Das Muster-12-Formular und die Erstverordnung

Der Arzt stellt häusliche Krankenpflege auf dem sogenannten Muster 12 (Verordnung Häuslicher Krankenpflege) aus. Die Erstverordnung gilt für maximal 14 Tage. Danach kann der Arzt eine Folgeverordnung ausstellen, wenn der Bedarf weiter besteht. Die Abrechnung der erbrachten Leistungen läuft unmittelbar zwischen Pflegedienst und Krankenkasse — Betroffene und ihre Familien müssen weder Rechnungen in Vorleistung bezahlen noch selbst bei der Kasse einreichen.

Eines sollten Sie wissen: Der Anspruch auf häusliche Krankenpflege besteht nach § 37 Abs. 3 SGB V nur unter einer wichtigen Bedingung. Das Gesetz formuliert es so: „Gesetzlich ist der Anspruch an eine Voraussetzung geknüpft: Kann eine haushaltszugehörige Person die erforderliche Versorgung vollständig übernehmen, entfällt der Leistungsanspruch gegenüber der Krankenkasse.“ Wenn also eine Familienangehörige ganztägig zu Hause ist und die notwendige Versorgung übernehmen könnte, kann die Krankenkasse den Anspruch einschränken oder ablehnen. Erfahrungsgemäß fordert die Kasse im Zweifelsfall Nachweise über die tatsächliche Pflegesituation im Haushalt an — die Entscheidung fällt individuell.
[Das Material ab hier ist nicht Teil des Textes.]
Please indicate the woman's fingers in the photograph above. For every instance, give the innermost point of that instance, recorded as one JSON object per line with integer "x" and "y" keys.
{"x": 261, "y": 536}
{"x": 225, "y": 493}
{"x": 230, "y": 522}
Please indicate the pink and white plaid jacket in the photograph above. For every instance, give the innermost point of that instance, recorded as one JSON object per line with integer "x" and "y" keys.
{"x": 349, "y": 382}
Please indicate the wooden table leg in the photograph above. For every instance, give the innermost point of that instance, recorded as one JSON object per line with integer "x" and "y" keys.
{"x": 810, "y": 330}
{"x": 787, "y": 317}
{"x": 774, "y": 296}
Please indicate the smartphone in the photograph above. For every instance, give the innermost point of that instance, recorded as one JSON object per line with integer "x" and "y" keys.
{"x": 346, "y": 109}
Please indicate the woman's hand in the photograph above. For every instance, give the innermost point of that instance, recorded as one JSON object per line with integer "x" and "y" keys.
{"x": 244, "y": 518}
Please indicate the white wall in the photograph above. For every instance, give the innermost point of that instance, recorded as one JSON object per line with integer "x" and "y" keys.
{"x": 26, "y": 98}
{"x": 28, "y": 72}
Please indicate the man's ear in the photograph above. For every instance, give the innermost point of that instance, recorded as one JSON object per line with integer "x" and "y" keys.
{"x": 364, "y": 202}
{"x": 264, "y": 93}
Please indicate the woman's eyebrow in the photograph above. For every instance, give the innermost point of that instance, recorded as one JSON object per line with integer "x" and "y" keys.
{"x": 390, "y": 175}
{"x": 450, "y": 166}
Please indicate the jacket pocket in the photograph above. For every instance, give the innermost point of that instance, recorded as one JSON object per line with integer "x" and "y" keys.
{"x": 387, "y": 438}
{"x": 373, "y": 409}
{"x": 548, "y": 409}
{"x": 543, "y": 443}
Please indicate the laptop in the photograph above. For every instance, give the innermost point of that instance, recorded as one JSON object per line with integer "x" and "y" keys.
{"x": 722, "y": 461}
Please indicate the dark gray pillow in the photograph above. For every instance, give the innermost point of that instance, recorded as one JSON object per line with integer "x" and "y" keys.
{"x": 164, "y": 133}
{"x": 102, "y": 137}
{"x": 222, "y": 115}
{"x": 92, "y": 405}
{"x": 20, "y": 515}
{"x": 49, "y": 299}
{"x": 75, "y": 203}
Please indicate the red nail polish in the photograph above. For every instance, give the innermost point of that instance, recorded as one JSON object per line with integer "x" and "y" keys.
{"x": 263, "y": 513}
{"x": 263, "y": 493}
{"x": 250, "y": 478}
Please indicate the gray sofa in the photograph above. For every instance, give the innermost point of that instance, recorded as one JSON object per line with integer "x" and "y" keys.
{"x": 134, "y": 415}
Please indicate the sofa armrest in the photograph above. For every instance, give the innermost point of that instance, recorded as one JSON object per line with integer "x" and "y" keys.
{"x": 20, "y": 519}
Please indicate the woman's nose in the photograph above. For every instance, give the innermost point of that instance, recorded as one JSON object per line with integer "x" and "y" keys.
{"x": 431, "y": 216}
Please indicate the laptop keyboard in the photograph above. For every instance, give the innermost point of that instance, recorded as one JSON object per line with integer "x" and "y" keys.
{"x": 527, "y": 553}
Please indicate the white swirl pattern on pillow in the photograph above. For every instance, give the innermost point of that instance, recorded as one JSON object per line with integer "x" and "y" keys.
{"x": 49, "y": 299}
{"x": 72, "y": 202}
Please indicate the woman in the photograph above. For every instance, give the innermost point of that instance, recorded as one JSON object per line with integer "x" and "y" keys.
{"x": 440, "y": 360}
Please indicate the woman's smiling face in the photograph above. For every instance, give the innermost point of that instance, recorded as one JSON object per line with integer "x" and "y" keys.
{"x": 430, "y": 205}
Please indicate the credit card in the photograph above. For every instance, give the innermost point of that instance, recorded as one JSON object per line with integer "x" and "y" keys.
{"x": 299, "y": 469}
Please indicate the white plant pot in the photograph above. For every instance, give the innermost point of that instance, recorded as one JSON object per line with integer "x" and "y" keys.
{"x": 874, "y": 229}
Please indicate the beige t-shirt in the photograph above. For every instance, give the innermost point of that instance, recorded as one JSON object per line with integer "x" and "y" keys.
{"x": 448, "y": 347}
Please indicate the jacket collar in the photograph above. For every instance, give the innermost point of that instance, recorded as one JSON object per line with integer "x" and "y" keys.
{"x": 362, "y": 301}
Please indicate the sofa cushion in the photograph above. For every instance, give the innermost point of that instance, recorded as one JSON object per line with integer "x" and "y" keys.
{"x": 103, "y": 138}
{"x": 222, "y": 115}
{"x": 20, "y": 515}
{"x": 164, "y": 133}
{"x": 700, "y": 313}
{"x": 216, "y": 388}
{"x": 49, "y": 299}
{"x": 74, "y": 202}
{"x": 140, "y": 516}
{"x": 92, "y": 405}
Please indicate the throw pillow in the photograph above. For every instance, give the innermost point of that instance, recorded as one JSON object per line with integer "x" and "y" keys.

Ab Juli 2026: Elektronische Verordnung wird Pflicht

Eine wichtige Neuerung steht unmittelbar bevor. Ab dem 1. Juli 2026 müssen Ärzte HKP-Verordnungen elektronisch ausstellen und über die Telematikinfrastruktur übermitteln. § 360 Abs. 5 SGB V regelt das klar: Ärzte sind ab diesem Datum verpflichtet, Verordnungen von häuslicher Krankenpflege nach § 37 elektronisch auszustellen und für deren Übermittlung die entsprechenden Dienste und Komponenten zu nutzen. Gleichzeitig gilt: Pflegedienste als Leistungserbringer müssen ab dem 1. Juli 2026 in der Lage sein, Leistungen auf Grundlage elektronischer Verordnungen zu erbringen. Damit das klappt, müssen sich Pflegedienste bis zum 1. Juli 2025 an die Telematikinfrastruktur angeschlossen haben — eine Frist, die bereits läuft.

Tipp: Fragen Sie Ihren Pflegedienst bereits jetzt, ob er an die Telematikinfrastruktur angeschlossen ist. Wer das nicht rechtzeitig umsetzt, kann ab Juli 2026 keine elektronischen Verordnungen annehmen — was zu Versorgungsunterbrechungen führen kann.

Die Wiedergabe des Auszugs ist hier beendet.